Always the damned case.
He eyed the sailboats cutting across the murky water, but he was still sifting through the evidence. Phone records for Rory Amhurst’s room at the care center and Eugenia Cahill’s house gave up no clues. All tire and foot impressions and fingerprints came back as belonging to members of the staff at Harborside, or the Cahill family members and staff at Eugenia’s house on Mt. Sutro. There had been no evidence collected that pointed to a specific killer, and as the hours and days passed, Paterno knew the cases were getting colder and colder. He’d gone over the last days of Eugenia Cahill’s life, talking to the people who saw her last, tracing the footsteps of her final hours, but no one had seen or heard anything that had offered a lead to the killer.
He walked to the railing of the dock and stared down into the ocean, spying his own watery reflection. He knew in his gut that Marla Cahill was behind this, but he couldn’t prove it, nor could a statewide manhunt locate the slippery bitch.
Where had she gone?
Who was harboring her?
Why, in all of the dozens of calls from people who had thought they’d seen her, had not one solid lead evolved?
And Mary Smith—who the hell was she?
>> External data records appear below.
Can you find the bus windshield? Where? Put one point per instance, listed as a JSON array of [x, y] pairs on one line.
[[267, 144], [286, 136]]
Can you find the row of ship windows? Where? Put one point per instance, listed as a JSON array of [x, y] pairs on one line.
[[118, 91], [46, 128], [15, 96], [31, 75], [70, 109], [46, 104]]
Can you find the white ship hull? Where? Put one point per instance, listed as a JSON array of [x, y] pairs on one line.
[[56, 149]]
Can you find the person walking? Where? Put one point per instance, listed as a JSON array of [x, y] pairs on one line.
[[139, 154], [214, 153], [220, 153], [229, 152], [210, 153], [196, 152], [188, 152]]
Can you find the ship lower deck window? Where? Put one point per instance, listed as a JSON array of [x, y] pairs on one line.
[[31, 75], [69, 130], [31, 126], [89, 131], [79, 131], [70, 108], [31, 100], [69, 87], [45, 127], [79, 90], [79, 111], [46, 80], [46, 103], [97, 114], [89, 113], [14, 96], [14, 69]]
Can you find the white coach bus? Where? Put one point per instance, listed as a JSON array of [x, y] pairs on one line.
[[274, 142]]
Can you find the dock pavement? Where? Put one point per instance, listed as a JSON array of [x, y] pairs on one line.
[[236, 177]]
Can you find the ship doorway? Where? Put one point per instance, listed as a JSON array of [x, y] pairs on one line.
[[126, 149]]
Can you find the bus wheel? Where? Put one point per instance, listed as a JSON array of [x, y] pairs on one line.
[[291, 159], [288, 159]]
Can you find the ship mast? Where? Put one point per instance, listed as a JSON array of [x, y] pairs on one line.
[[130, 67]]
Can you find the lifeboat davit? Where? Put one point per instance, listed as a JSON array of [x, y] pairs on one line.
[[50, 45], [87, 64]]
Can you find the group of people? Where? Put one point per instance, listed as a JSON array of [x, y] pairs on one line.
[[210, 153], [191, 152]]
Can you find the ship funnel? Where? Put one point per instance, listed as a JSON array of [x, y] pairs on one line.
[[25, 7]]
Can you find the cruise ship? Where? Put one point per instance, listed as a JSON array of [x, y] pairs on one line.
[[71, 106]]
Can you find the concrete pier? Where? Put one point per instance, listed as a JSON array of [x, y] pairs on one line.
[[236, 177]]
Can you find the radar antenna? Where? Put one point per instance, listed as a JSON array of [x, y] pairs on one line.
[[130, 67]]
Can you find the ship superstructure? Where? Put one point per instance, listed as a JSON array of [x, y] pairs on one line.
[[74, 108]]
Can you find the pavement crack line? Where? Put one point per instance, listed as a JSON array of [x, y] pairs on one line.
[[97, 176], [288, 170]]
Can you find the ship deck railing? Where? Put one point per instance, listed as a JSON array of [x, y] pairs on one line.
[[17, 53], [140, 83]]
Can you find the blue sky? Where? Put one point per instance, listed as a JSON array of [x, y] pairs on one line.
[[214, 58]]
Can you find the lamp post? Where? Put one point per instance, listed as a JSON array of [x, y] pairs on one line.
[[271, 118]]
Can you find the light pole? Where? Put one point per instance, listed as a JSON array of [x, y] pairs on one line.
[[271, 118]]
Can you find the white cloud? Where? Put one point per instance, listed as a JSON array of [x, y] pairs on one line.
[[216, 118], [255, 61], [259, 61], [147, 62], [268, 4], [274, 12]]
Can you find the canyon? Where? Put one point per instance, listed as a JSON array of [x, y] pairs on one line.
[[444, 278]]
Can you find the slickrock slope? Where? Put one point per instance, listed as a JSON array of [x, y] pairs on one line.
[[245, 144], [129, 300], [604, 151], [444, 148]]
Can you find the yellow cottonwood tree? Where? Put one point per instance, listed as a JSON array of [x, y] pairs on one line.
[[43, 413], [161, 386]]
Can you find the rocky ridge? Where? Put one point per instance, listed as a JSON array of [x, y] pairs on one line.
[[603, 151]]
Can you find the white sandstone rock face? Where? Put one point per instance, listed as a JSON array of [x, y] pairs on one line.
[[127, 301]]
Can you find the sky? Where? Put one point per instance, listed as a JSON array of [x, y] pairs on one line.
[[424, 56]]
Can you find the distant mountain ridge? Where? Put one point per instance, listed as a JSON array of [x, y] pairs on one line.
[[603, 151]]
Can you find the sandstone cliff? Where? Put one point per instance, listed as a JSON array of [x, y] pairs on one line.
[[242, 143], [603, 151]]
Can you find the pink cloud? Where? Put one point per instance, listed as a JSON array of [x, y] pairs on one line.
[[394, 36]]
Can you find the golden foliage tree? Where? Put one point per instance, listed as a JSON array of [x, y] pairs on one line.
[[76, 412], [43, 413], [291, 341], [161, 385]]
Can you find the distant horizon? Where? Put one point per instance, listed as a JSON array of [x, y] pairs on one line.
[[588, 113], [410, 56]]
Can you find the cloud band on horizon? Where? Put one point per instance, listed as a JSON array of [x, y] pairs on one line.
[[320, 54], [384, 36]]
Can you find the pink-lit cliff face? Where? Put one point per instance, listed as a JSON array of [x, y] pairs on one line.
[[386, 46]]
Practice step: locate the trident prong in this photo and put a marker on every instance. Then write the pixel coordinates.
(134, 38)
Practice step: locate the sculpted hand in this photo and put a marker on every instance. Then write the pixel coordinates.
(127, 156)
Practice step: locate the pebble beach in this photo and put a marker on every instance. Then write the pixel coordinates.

The name was a phony, of course, as was her affiliation with a church, but why hadn’t anyone seen her? The composite sketch made by the police artist, and another one generated by a computer, had been broadcast over the news, and, as in the case of Marla, nothing solid had appeared.
“Son of a bitch,” he growled and noticed a seagull hovering nearby, eyeing the remainder of his breakfast. Dropping it into the water, he said, “Knock yourself out.” The bird swooped down and gobbled up the soggy piece of muffin, and two other seagulls squawked and tried to steal it away. “I hear it lowers your cholesterol,” he said to the birds, then finished the last of his coffee and tossed the empty cup into a trash bin.